Using the 2.2-m MPG/ESO telescope at the La Silla Observatory in Chile, astronomers have captured an image of part of the gigantic nebula Gum 56.

This image snapped by the Wide Field Imager on the 2.2-m MPG/ESO telescope reveals a detailed view of part of the Prawn Nebula, also known as Gum 56. It shows clumps of hot new-born stars nestled in among the clouds that make up the nebula. Image credit: ESO.
Gum 56, also known as IC 4628 or the Prawn Nebula, is a dense concentration of gas and dust ionized by the star cluster Trumpler 24. It lies within the more diffuse nebula RCW 113.

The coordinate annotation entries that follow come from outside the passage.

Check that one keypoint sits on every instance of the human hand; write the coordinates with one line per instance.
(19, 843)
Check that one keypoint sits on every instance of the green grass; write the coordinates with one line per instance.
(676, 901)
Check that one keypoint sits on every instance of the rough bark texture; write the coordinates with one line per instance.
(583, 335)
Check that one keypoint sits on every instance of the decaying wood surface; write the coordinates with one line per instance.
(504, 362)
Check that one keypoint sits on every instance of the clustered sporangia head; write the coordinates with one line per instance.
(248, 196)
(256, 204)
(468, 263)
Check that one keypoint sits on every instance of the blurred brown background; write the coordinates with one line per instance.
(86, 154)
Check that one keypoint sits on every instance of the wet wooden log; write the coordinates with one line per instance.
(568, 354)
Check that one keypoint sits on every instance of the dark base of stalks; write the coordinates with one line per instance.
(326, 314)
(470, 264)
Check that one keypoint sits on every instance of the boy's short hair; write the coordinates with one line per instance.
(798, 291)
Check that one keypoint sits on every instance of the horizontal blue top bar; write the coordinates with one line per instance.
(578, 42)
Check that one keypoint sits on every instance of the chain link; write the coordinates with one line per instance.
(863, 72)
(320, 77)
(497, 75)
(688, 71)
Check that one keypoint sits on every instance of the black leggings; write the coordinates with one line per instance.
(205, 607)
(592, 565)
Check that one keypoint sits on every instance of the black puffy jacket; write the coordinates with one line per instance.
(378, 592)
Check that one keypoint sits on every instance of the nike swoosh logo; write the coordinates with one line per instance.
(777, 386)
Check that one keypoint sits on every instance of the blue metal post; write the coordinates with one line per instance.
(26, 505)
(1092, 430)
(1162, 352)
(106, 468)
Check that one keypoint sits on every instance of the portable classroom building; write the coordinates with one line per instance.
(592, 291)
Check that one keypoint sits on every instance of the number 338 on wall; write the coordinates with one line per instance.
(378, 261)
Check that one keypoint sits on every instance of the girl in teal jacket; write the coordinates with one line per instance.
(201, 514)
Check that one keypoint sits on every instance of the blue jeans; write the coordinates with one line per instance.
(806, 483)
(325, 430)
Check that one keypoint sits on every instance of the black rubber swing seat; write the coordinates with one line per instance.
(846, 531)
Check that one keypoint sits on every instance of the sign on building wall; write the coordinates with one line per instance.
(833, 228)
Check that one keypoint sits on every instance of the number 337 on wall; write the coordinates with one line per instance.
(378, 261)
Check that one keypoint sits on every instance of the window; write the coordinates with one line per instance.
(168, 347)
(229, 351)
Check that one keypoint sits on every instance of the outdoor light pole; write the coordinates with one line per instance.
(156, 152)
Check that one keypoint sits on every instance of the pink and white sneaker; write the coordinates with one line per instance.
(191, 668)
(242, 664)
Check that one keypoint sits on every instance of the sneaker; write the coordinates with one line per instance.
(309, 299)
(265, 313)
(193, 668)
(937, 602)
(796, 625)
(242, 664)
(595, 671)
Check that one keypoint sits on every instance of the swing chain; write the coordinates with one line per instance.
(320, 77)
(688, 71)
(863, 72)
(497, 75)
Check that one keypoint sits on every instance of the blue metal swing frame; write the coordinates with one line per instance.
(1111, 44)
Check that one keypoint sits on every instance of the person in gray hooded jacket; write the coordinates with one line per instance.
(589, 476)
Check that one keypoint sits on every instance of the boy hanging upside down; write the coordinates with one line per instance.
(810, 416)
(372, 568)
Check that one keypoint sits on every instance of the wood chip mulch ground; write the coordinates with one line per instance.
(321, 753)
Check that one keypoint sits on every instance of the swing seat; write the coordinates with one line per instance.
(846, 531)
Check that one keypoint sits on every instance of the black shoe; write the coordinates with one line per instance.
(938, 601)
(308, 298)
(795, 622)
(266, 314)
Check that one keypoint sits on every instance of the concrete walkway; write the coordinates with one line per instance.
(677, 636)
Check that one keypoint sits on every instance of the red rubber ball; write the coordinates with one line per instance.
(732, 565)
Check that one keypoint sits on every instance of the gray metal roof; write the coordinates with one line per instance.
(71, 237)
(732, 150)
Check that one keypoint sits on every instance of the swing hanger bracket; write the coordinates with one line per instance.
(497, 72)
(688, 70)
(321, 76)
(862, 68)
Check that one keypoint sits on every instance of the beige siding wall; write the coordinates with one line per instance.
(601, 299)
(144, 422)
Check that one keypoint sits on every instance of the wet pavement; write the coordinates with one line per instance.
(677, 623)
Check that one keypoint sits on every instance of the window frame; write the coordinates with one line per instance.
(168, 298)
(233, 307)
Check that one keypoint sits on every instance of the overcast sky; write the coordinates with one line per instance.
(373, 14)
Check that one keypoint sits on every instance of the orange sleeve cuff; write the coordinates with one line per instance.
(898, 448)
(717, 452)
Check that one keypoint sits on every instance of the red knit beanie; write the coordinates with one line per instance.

The nebula is located in the constellation Scorpius and is about 6,000 light-years away. It has a diameter of 250 light-years, but despite its huge size it has often been overlooked by visual observers due to its faintness, and because most of the light it emits is at wavelengths not visible to the human eye.
Its official name honors its discoverer, the Australian astronomer Colin Stanley Gum, who published a catalogue of H II regions in 1955.
H II regions such as Gum 56 are huge, low density clouds containing a large amount of ionized hydrogen.
A large portion of the ionization in the nebula is done by two O-type stars, which are hot blue-white stars, also known as blue giants.
This type of star is very rare as the very large mass of blue giants means that they do not live for long.
After only roughly a million years these stars will collapse in on themselves and end their lives as supernovae, as will many of the other massive stars within the nebula.
Besides the many newborn stars nestled in Gum 56, this object is still filled with enough dust and gas to create an even newer generation of stars.
The regions of the nebula giving birth to new stars are visible in the image as dense clouds.
The material forming these new stars includes the remains of the most massive stars from an older generation that have already ended their lives and ejected their material in supernova explosions.